Quelle était votre fréquence cardiaque pendant cet exploit ?
Lors de l’ascension record, mon pouls était largement supérieur à celui de Ueli. C’était lié au fait qu’en tant que second, il fallait tout le temps s’adapter à lui. Il pouvait aller à son rythme tandis que je devais toujours changer la vitesse pour garder la corde en permanence sous tension. Ueli a atteint un maximum de 160 battements par minute et moi 185. Je ne me suis jamais senti mal ou stressé, pas une seconde.
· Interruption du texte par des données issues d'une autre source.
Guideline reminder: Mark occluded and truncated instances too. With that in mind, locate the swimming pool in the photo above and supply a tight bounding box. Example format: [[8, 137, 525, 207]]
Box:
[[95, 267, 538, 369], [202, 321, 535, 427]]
Qu’est-ce que vous aviez comme ravitaillement ?
Un demi-litre d’eau et une barre énergétique.

Vous étudiez la mécanique et habitez encore chez vos parents. Qu’estce que vous dites à votre mère au déjeuner ? « Maman, après le petit déjeuner je vais vite faire la face nord de l’Eiger ».
Je peux vous le dire : nous avons déjà eu quelques discussions à la maison. Au début ma mère disait non à tout, toujours. Puis j’ai dû un peu feinter. Un jour je lui ai dit : « Nous allons au pied de l’Eiger, pour voir un peu. » Elle savait parfaitement que nous allions gravir la paroi. Pour cette raison, elle est soulagée que seul un de ses fils grimpe. Mon frère est cuisinier au Giardino Mountain-Hotel à St-Moritz et n’a pas de temps pour l’alpinisme.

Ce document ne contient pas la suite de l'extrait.